In Seattle, we are set to swear in the first woman mayor since 1926 when Bertha Knight Landes was elected to stamp out corruption. Bertha served a single two-year term, losing in 1928 to the forces of "tolerance" (another word for sin) and to rampant misogyny ("petticoat rule"). Bertha's faced two male opponents in that year's election (former mayor Edwin Brown and Frank Edwards, her little know successor). The Portland Oregonian attributed Bertha's loss to "Seattle's wish to be known as a he-man's town."
Now, eighty-nine years later, there will be a turnover not only in seventh-floor offices at City Hall, but also on the second-floor where, come January, there will be a super-majority (six out of nine) women councilmembers. The council will also be diverse with five minority councilmembers.
While Seattle was choosing women leaders, Tacoma voters were electing Victoria Woodards as mayor of that city. Woodards will succeed another woman, term-limited Mayor Marilyn Strickland. And then there's Everett, where Councilmember Cassie Franklin will become the city's first woman mayor. Women mayors also will head Lynnwood, Kent, Vancouver, Auburn, Issaquah, Black Diamond and Bellingham. They're the Wonder Women of I-5.
Meanwhile, the state too is seeing a gender leap. In the 45th Legislative District, voters elected Manka Dhingra, giving the Democrats control of the state Senate. Manka's win means that 34th District Sen. Sharon Nelson, a Democrat, will become the Senate's new Majority Leader.
Add those watershed wins to the fact that Washington is represented by Patty Murray and Maria Cantwell, powerful U. S. senators, along with four congresswomen among the state's 10-member delegation to the U. S. House. We send a dozen Washingtonians to Congress and six of them are women.
What will the women-in-charge sweep mean to this state and city? It would be wrong to suggest or even assume that women are somehow better at governing. There are plenty of good and bad examples from both genders.

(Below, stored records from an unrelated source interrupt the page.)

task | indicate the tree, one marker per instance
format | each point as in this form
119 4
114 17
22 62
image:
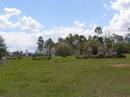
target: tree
40 44
98 30
2 46
49 44
63 50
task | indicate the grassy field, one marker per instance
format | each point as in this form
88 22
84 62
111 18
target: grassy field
66 77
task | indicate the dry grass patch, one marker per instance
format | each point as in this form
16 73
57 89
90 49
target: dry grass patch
120 65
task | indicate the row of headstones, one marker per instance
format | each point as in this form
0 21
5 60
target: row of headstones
102 51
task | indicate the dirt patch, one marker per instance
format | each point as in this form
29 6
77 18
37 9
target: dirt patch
121 66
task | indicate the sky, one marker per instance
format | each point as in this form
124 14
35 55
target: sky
23 21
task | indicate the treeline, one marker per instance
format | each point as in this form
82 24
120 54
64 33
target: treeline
101 44
78 45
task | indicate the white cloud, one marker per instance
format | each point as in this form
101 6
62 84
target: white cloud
106 6
28 30
28 24
121 20
12 11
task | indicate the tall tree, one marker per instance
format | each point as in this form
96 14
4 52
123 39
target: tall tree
98 30
2 46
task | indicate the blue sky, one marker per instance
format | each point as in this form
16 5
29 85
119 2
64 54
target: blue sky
62 12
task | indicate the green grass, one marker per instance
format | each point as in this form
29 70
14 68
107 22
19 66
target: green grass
65 77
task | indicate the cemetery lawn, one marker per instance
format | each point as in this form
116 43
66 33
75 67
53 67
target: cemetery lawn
66 77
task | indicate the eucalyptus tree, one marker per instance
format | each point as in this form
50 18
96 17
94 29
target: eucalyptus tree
3 48
40 44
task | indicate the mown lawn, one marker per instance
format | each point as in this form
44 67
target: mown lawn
65 77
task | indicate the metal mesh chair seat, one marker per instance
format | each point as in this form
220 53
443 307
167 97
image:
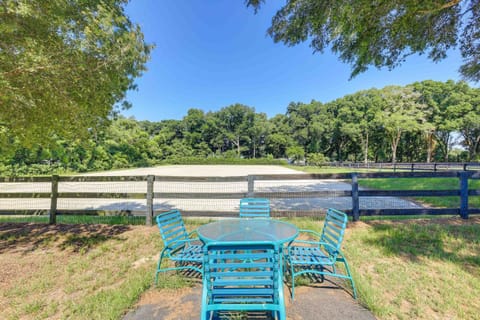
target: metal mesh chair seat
313 257
190 253
242 277
179 246
309 256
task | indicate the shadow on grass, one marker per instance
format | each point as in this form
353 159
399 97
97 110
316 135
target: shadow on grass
28 237
448 240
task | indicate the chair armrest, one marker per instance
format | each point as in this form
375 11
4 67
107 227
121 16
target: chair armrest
180 241
310 232
304 241
193 232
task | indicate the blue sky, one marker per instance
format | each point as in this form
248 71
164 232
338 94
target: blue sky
213 53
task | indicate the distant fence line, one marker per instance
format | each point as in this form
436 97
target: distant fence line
408 166
150 195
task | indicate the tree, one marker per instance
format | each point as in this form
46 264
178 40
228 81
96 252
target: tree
382 33
65 65
235 121
401 113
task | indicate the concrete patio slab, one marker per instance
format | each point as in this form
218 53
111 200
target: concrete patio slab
322 301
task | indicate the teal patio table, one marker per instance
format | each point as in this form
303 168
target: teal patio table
248 233
245 230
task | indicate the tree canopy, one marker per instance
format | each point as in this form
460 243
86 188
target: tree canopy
368 33
65 66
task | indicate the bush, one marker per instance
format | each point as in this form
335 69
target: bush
317 159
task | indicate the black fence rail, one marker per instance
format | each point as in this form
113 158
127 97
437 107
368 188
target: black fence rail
290 195
408 166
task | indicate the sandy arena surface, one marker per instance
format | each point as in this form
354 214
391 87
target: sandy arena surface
138 206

Still the gender change does give us reason for optimism. Women, as a group, have shown surprising strengths. For one thing, women seem better at team building. We are more likely to find women working together cooperatively rather than in conflict. Women are more apt to strive for peace rather than resort to war.
Another difference is that women are believed less likely than male counterparts to misuse their power. Having women leaders is no guarantee that that there won't be Harvey Weinstein-like outrages and harassment, but it certainly will be far less likely.
In recent years, a delegation from Seattle's Center for Women and Democracy traveled to countries like Morocco and Jordan to train women to run for office. The delegation once included me and, at another time, mayor-elect Jenny Durkan. We discovered that women candidates from vastly different national parties had remarkedly similar platforms. The women all advocated for education, jobs and health care. These three aims are likely to have the support of most women leaders, regardless of nation or state.
In our year of electing women, the important question is: What will women do given the opportunity to govern?
For a clue to the answer, it helps to look back at the career of Bertha Knight Landes and her legacy, both as mayor and previously as an effective councilmember. A few of the things Bertha gave the city: the Seattle Planning Commission, building and zoning codes, a traffic code, safety patrol, the first transportation committee, a strengthened Civil Service Commission, a city-county hospital, parks and recreation improvements and an expanded Green Lake Park. Although she never again ran for office, Landes made a national name for herself, lecturing throughout the country and urging others to follow in her footsteps.
Leaders today -- men and women -- would do well to use Landes as an example of what a mayor can accomplish even in a short time, setting a city on the right path toward a better, healthier life for all its residents.